Music for a Mellow Mood [mono 12" 12-track compilation CPM 119] [RCA Victor Record Club exclusive] [no original material; all tracks taken from previous two RCA Victor LPs]

Cadence

An Evening at the Café Carlyle [1960, 12" stereo live Cadence LP CLP 25051]

DECCA series

I Still Like To Play French Songs The Best [stereo 12" DL 74333]

But Oh! Those Italian Melodies [mono 12" DL 4411]

Latin Songs Everybody Knows [stereo 12" DL 74420]

Golden Waltzes Everybody Knows [mono 12" DL 4455]

A Nightcap with George Feyer [post-1964, mono 12" DL 4625]

Piano Magic Hollywood [post-1965, stereo 12" DL 74647]

My Fair Lady [mono 12" DL 4804] appears to be a reissue of VOX 12" LP

The New Echoes of Paris [stereo 12" DL 74808]

Echoes of Christmas [mono 12" DI 74814 ??] appears to be a reissue of VOX 12" LP

Echoes of Love [post-1966, stereo 12" DL 74858]

Echoes of Romance [stereo 12" DL 74902]

Echoes of Childhood [enhanced for stereo 12" DL 74907] appears to be a reissue of VOX 12" LP

Kapp

Dancing In the Dark My Way [1969, 12" stereo LP] Kapp KS-3611

Rembrandt

At the Stanhope [post-1970, Rembrandt Records live 12" LP, available only from The Stanhope 34845]

Echoes of Paris-Vienna-Italy: The best of three on one [Rembrandt Records 12" 34846]
	[no original material; compilation of tracks from three VOX LPs]
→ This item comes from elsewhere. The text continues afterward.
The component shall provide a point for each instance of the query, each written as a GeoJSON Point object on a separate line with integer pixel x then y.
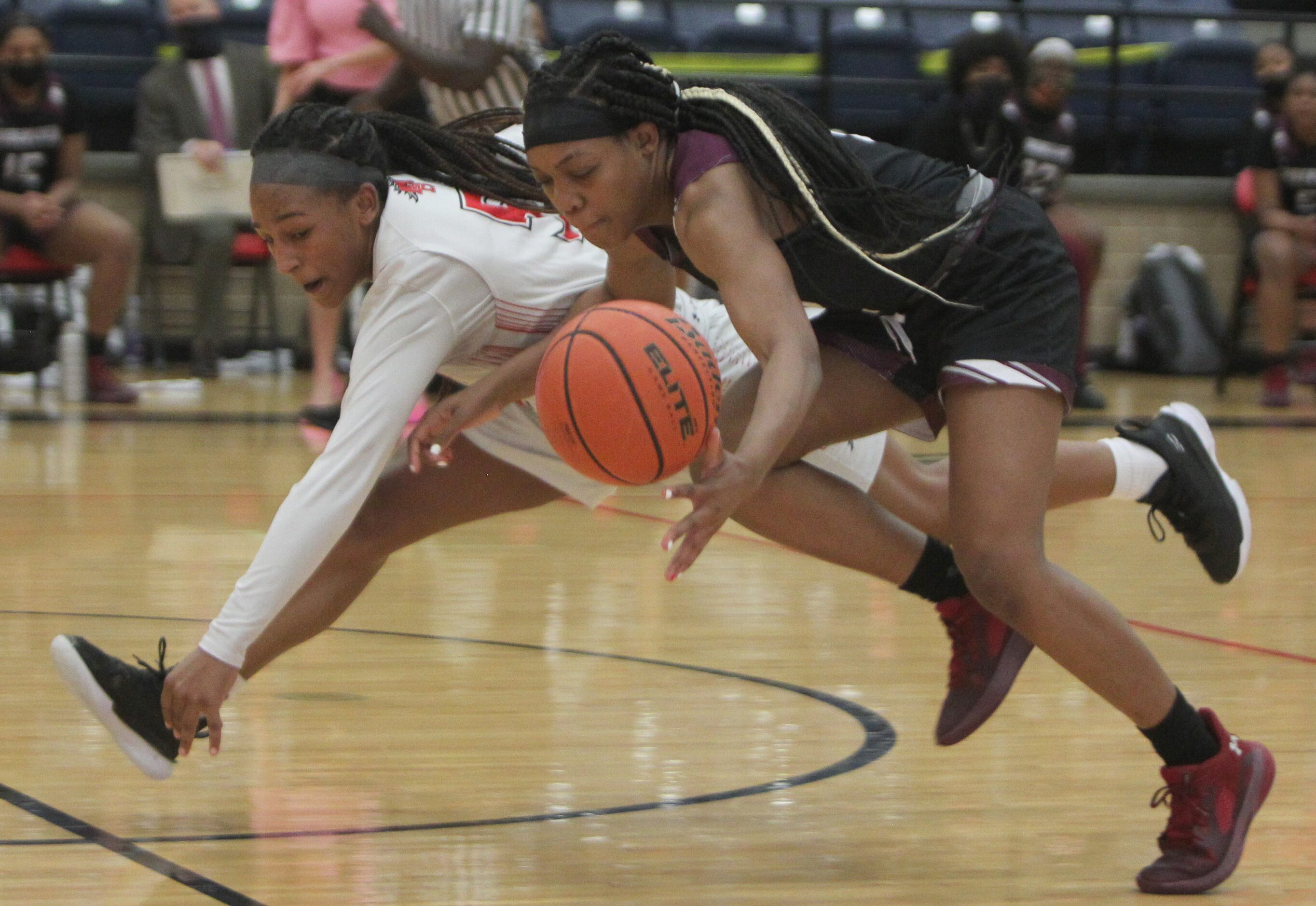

VANGUARD – “Essential” series [note discrepancy in sequence of LP release/recording dates and catalogue numbers]

George Gershwin [1974, 12" stereo double LP VSD 61/62] [CD OVC 6002]
	both issues identical

Cole Porter [1976, 12" stereo double LP VSD 93/94] [CD OVC 6014]
	both issues identical

Jerome Kern [rec. 1978, 12" stereo double LP VSD 87/88] [CD OVC 6015]
	CD issue is missing the six tracks on the LP which had contained a continuous cello part.
	[There are further tracks on the LP which contain brief cello parts, but these tracks were included on the CD issue with the cello edited out.]